Em última análise, o que dificulta ou impede o livre curso de qualquer mudança estrutural é a autoridade demasiada atribuída ao papa desde a promulgação do dogma da infabilidade, decretado pelo Concílio Vaticano I, 1870 anos depois de Cristo, sob intensa pressão pessoal de Pio IX, cujo pontificado até agora foi o mais longo da história (de 1846 a 1878). O dogma da infabilidade não dá margem a equívocos e amarra tudo de tal modo que não se pode voltar atrás em algum decreto não muito sábio ou que perdeu o seu valor. Diz-se por meio dele: “O papa é capacitado por Deus a expressar infalivelmente o que a Igreja deve crer, quanto às questões de fé e moral, quando fala na sua capacidade de ‘vigário de Cristo na terra’ ou ex cathedra” (Enciclopédia Histórico-Teológica da Igreja Cristã. v. II. p. 330). 

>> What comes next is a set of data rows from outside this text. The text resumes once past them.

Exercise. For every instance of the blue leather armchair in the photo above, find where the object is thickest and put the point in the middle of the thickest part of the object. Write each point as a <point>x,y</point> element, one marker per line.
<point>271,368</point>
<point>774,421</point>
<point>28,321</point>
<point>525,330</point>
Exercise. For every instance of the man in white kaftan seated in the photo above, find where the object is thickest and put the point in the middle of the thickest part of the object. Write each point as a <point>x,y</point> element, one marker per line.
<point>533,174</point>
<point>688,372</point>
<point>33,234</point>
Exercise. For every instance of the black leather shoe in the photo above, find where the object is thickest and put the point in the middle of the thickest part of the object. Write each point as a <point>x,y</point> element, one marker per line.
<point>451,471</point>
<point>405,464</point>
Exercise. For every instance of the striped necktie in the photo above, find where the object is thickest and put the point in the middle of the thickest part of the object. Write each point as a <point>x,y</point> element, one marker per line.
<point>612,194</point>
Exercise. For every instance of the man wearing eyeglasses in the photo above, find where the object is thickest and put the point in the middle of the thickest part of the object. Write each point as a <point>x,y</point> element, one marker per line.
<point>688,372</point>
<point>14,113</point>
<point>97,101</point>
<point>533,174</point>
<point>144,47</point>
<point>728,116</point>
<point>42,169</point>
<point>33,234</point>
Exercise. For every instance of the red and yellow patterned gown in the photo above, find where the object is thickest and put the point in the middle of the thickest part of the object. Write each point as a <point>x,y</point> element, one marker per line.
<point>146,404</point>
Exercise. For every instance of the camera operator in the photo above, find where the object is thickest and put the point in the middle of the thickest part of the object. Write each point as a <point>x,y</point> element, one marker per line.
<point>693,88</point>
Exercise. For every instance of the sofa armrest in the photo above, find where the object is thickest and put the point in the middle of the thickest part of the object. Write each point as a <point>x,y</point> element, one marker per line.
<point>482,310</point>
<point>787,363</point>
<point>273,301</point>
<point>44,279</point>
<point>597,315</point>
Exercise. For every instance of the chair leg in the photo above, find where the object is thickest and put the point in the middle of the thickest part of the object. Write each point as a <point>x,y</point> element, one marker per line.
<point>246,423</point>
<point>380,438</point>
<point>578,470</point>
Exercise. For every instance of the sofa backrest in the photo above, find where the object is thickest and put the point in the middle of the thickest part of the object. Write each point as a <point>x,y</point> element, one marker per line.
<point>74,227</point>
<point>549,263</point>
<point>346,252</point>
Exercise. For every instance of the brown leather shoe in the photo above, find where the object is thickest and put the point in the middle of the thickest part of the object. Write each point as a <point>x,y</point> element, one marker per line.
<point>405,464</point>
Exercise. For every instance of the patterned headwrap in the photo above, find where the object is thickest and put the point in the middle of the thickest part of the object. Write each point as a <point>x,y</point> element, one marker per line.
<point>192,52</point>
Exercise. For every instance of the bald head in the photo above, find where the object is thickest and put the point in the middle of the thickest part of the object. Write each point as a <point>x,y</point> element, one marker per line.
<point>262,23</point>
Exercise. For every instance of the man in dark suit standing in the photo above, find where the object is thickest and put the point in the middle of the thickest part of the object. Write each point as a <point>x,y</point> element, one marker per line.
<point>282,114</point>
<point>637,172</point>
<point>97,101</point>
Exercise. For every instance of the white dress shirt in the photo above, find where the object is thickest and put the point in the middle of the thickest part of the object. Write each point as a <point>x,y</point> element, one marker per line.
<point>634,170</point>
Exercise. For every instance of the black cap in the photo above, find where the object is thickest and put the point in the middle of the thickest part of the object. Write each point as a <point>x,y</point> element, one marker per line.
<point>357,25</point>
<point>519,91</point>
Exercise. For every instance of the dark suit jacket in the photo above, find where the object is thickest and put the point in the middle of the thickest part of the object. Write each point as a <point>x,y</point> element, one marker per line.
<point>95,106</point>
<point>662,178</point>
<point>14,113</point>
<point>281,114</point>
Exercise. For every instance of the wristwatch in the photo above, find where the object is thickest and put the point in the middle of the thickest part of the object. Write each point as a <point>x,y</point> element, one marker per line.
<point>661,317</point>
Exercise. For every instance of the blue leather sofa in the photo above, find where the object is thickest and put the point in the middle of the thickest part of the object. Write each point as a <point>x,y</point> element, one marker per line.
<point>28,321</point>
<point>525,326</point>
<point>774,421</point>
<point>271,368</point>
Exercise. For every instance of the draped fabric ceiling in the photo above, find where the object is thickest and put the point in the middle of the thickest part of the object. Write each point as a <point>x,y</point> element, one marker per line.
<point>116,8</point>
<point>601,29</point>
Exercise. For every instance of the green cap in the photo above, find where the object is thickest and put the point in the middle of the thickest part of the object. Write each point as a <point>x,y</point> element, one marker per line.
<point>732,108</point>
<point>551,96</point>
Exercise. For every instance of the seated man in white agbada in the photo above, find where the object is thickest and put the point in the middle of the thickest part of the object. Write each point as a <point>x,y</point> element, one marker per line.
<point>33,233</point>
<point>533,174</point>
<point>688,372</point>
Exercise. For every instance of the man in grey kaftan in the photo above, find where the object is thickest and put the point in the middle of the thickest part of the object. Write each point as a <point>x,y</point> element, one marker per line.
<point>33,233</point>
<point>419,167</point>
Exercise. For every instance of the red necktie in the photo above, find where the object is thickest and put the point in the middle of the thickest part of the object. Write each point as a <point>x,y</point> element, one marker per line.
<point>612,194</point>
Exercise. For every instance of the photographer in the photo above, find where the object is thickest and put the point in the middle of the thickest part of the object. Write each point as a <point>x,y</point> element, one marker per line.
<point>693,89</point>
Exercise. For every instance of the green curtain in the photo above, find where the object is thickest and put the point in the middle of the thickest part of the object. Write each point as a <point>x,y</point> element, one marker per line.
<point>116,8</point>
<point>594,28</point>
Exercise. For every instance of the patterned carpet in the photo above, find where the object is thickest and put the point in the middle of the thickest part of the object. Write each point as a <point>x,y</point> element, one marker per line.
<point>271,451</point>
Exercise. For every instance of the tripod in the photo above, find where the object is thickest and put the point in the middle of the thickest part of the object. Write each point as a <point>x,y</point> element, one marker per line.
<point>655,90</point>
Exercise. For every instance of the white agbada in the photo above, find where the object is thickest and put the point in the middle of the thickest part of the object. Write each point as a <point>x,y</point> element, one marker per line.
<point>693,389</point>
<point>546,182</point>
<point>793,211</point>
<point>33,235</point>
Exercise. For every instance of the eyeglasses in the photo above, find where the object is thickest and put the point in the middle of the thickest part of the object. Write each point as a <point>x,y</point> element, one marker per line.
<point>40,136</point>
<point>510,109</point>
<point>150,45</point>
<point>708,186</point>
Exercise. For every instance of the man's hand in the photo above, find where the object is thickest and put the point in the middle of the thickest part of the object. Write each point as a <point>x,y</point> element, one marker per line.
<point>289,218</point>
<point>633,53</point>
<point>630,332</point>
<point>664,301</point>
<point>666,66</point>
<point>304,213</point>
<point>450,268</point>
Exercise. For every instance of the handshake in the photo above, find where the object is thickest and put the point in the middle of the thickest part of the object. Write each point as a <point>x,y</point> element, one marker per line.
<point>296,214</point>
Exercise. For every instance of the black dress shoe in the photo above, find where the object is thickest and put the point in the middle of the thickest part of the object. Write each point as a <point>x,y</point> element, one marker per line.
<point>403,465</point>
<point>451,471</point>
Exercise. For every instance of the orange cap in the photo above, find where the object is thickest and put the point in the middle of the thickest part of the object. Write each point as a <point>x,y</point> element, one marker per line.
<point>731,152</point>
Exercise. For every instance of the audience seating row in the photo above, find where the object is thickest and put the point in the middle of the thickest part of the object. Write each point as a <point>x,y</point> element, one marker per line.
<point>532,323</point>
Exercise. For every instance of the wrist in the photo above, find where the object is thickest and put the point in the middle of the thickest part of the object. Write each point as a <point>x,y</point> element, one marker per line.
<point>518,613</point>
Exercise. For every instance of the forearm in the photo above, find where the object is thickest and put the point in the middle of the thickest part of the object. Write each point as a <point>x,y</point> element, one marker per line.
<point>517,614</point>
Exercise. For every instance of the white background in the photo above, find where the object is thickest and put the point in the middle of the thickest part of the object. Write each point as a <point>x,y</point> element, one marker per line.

Sob a força desse dogma, Paulo jamais poderia ter enfrentado Pedro (tido como o primeiro papa) abertamente em Antioquia, quando este se tornou censurável, e muito menos trazer a público este episódio: “Quando vi que [os outros judeus cristãos] não agiam retamente segundo a verdade do evangelho, disse a Pedro na presença de todos: Se tu, que és judeu, vives de modo pagão, como obrigas os pagãos a viver como judeus?” (Gl 2.14, BP). 

Coincidentemente, foi o papa Pio IX que abriu as portas de todo o mundo ocidental para as devoções marianas mais intensas, por meio do dogma da Imaculada Concepção da Santíssima Virgem, em 8 de dezembro de 1854, segundo o qual Maria teria sido concebida sem o pecado original.